Alors que la scolarisation de certains enfants handicapés est de plus en plus ouvertement remise en cause, Etienne Pot, délégué interministériel à la stratégie nationale pour les troubles du neurodéveloppement, estime qu’une meilleure compréhension de ces troubles, en particulier l’autisme, permettrait aux enseignants de travailler plus sereinement.
Des enseignants dénoncent la réalité de l’école inclusive et demandent que certains enfants handicapés, en particulier autistes, aillent en institutions spécialisées. Qu’en pensez-vous ?
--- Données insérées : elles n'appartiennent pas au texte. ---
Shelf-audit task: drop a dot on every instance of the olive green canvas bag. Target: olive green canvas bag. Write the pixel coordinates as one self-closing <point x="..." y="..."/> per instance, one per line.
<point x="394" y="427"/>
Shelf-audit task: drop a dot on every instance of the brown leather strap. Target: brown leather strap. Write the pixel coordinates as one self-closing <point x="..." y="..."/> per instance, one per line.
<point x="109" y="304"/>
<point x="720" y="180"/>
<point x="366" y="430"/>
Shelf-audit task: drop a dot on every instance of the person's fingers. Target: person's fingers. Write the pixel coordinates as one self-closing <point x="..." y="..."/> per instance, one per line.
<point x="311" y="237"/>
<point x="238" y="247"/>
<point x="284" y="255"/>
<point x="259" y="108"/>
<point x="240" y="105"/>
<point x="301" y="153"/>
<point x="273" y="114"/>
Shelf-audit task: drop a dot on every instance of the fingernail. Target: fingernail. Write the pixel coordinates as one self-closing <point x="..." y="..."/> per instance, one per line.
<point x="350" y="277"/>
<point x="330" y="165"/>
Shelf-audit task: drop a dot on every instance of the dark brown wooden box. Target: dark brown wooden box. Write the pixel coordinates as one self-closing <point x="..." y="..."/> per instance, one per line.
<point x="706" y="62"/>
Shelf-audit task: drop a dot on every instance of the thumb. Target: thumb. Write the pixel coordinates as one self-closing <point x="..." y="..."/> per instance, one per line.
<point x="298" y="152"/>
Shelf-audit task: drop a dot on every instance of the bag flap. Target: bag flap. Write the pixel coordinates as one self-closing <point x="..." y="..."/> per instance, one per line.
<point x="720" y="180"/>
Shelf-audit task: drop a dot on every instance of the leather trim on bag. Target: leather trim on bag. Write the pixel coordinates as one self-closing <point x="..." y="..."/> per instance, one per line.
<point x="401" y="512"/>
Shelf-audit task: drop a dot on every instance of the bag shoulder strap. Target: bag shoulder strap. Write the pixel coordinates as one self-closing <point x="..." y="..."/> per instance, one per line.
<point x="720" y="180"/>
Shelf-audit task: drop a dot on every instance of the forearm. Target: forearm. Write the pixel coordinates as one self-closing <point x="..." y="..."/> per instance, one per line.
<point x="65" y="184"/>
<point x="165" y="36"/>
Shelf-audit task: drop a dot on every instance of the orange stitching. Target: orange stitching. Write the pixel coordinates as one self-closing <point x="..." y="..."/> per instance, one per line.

Je ne voudrais pas qu’on se trompe de débat. Je vois bien que l’école ne va pas très bien en ce moment et je ne nie pas la difficulté des enseignants. Mais on est en train de remettre en cause l’idée que l’école puisse accueillir tous les enfants, alors qu’on devrait se concentrer sur une meilleure formation aux troubles du neurodéveloppement [dont font notamment partie l’autisme et le trouble déficit de l’attention avec ou sans hyperactivité, le TDAH, ndlr], pour mieux prévenir certaines difficultés. Si on met tout en œuvre pour aider les enseignants, on peut y arriver. Un enfant de 4 ans qui ne parle pas, ça ne veut pas dire qu’il ne parlera jamais. Et quand bien même il ne parlerait jamais, on peut mettre en place des outils pour communiquer. C’est tout le sens de ce qu’on appelle la communication alternative améliorée.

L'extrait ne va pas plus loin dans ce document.